How to improve cython code to make it faster than numpy select function?

I am trying to make a code faster than "numpy select" but it is slower than numpy. numpy select is twice faster than my cython code. I tried big dataset and small dataset but both of cases numpy select is faster (numpy select 11.4ms, cython code 24ms)

%timeit compute_np(300)
# 11.4 ms ± 1.02 ms per loop (mean ± std. dev. of 7 runs, 100 loops each)

%timeit compute_cy(300)
# 24.8 ms ± 1.2 ms per loop (mean ± std. dev. of 7 runs, 10 loops each)

I tried methods in the cython documents but failed to reduce speed gap.
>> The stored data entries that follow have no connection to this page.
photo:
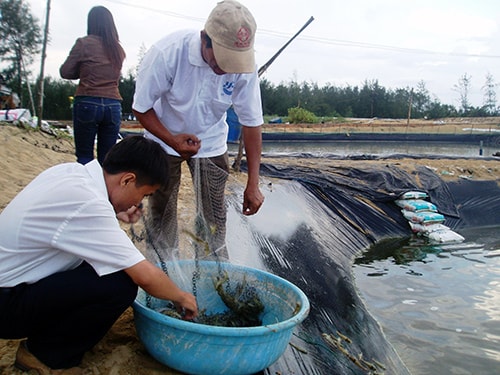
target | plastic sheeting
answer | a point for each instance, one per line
(312, 226)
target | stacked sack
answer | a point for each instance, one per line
(424, 218)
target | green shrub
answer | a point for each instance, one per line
(298, 115)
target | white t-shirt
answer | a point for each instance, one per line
(188, 97)
(60, 219)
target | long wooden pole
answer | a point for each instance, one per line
(262, 70)
(42, 67)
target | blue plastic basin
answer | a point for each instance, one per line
(203, 349)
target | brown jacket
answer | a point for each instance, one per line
(88, 62)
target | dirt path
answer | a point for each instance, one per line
(24, 154)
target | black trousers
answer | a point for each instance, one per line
(66, 314)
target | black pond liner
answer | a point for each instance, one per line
(318, 258)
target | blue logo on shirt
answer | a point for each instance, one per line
(228, 88)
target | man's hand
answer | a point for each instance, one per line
(252, 200)
(132, 215)
(187, 306)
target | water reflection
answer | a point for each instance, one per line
(439, 304)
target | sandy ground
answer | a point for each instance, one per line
(25, 153)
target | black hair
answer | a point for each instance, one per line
(100, 22)
(142, 156)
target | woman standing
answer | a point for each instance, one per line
(96, 60)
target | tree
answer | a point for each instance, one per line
(463, 88)
(490, 96)
(21, 39)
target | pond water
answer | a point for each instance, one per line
(439, 305)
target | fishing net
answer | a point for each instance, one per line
(198, 232)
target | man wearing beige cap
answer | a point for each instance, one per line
(185, 84)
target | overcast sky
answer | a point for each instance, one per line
(397, 42)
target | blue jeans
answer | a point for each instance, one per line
(93, 116)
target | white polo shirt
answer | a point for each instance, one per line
(60, 219)
(188, 97)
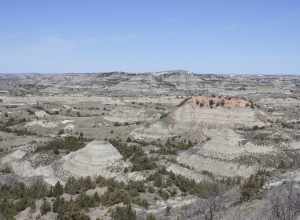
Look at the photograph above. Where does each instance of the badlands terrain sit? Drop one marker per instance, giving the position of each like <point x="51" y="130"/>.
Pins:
<point x="167" y="145"/>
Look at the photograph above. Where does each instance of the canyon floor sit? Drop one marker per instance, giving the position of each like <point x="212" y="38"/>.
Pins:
<point x="167" y="145"/>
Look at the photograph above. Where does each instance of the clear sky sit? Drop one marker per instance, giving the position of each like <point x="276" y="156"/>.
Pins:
<point x="229" y="36"/>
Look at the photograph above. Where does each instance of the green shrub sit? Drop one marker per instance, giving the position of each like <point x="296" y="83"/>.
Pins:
<point x="123" y="213"/>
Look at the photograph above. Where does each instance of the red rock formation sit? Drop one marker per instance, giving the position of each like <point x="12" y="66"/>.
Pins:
<point x="221" y="101"/>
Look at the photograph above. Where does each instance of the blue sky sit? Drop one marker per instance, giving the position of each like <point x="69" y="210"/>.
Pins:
<point x="229" y="36"/>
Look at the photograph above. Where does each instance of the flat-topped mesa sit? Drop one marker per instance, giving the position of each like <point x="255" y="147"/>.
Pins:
<point x="222" y="101"/>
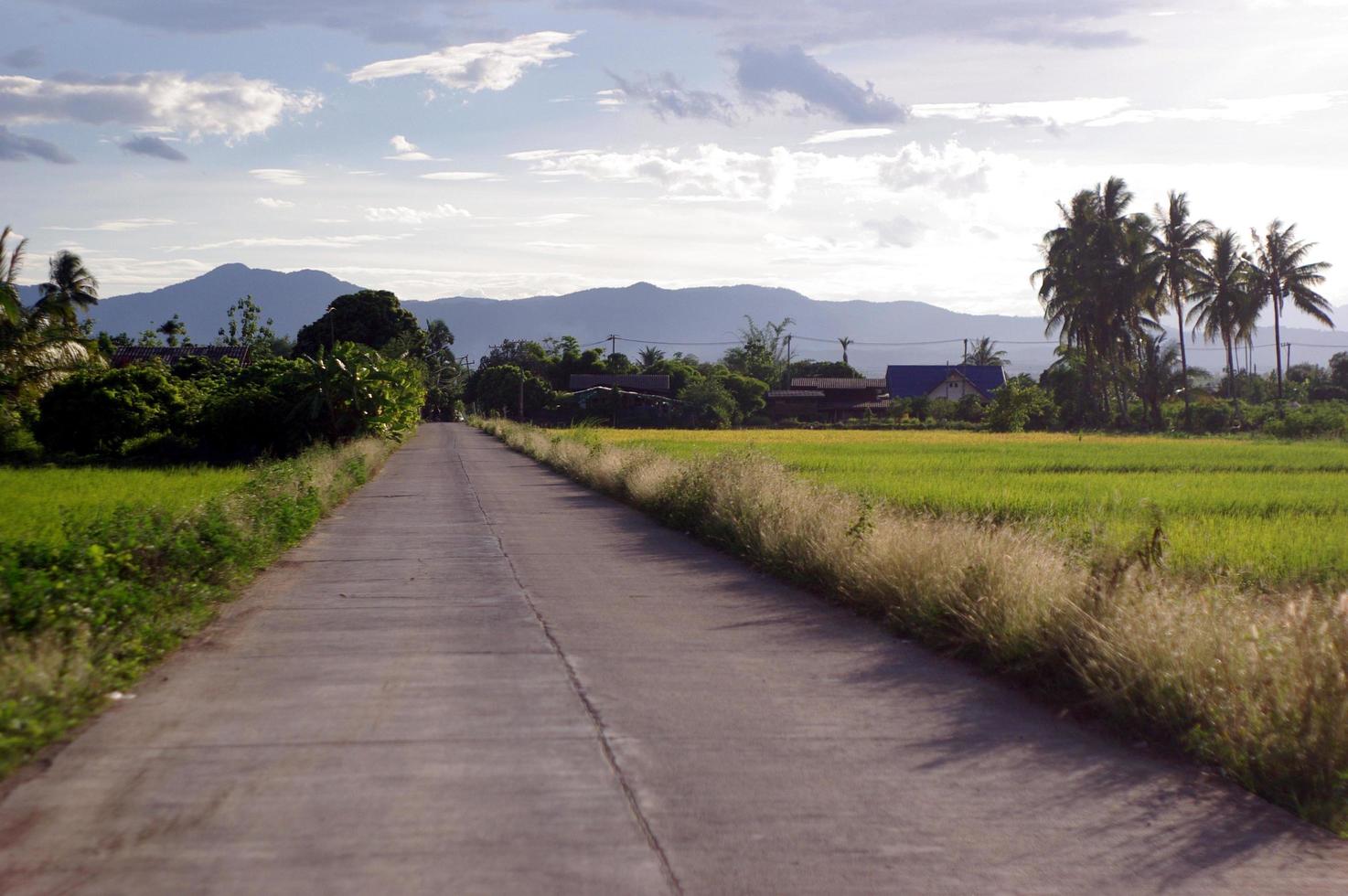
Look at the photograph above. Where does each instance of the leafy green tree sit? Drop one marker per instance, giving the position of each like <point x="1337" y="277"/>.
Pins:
<point x="1018" y="404"/>
<point x="246" y="327"/>
<point x="369" y="317"/>
<point x="99" y="411"/>
<point x="1220" y="293"/>
<point x="1179" y="244"/>
<point x="1279" y="271"/>
<point x="986" y="352"/>
<point x="499" y="389"/>
<point x="708" y="403"/>
<point x="173" y="329"/>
Here is my detailed cython code.

Used packages

import numpy as np
import pandas as pd
import cython
import random
import timeit
import time
%load_ext Cython

Used dataset

dur_m = np.random.randint(1, 1001, size=100000)
pol_year = np.random.randint(1, 1001, size=100000)
calc_flag = 1
type = np.random.choice(['IF','NB', 'NB2', 'NB3'], size = 100000)

rand = np.arange(0.01, 0.05, 0.0001)
output1 = np.random.choice(rand, size=100000)
output2 = np.random.choice(rand, size=100000)
output3 = np.random.choice(rand, size=100000)

Numpy test

def compute_np(t):
    
    condition = [
    (t > dur_m) & (t < pol_year) & (calc_flag ==1),
    (t < dur_m) & (calc_flag ==1),
    (t < pol_year)
    ]
        
    result = [
    output1,
    output2,
    output3
    ]

    default = np.array([0] * 100000)

    return np.select(condition, result, default)

Cython code

%%cython --annotate
import cython
cimport cython
import numpy as np
cimport numpy as np
@cython.boundscheck(False)
@cython.wraparound(False)
def select_cy2(np.ndarray[np.uint8_t, ndim = 2, cast=True] conditions, double [:, ::1] choice, double [:] default_value):
    cdef int num_condition = conditions.shape[0]
    cdef int length = conditions.shape[1]
    cdef np.ndarray[np.float64_t, ndim=1] result = np.zeros(length, dtype=np.float64)
    cdef int i, j
    for j in range(length):
        for i in range(num_condition):
            if conditions[i,j]:
                result[j] = choice[i,j]
                break
            else:
                result[j] = default_value[i]
    return result

Cython test

def compute_cy(t):
    
    condition = [
    (t > dur_m) & (t < pol_year) & (np.array([calc_flag]*100000) ==1), 
    (t < dur_m) & (np.array([calc_flag]*100000) ==1), 
    (t < pol_year)]
        
    result = [
    output1, 
    output2, 
    output3]

    default = np.array([0.0] * 100000)

    return select_cy(np.array(condition), np.array(result), default)

Is there anyone who can suggest the method to improve the speed?

Solution

I haven't timed this so it could be wrong, but you're repeatedly copying default_value. Maybe:

    for j in range(length):
        result[j] = default_value[num_condition-1]
        for i in range(num_condition):
            if conditions[i,j]:
                result[j] = choice[i,j]
                break

    for j in range(length):
        for i in range(num_condition):
            if conditions[i,j]:
                result[j] = choice[i,j]
                break
        else:
            result[j] = default_value[num_condition-1]

You can also allocate the result using np.empty rather than np.zeros since you overwrite every element of it.

Typically the Numpy internals are pretty well-written (in either C, Fortran or Cython) so there aren't big wins to be had by rewriting individual Numpy functions. If you can eliminate a series of Numpy functions (so avoid allocating a number of intermediate arrays) then it starts to be worthwhile.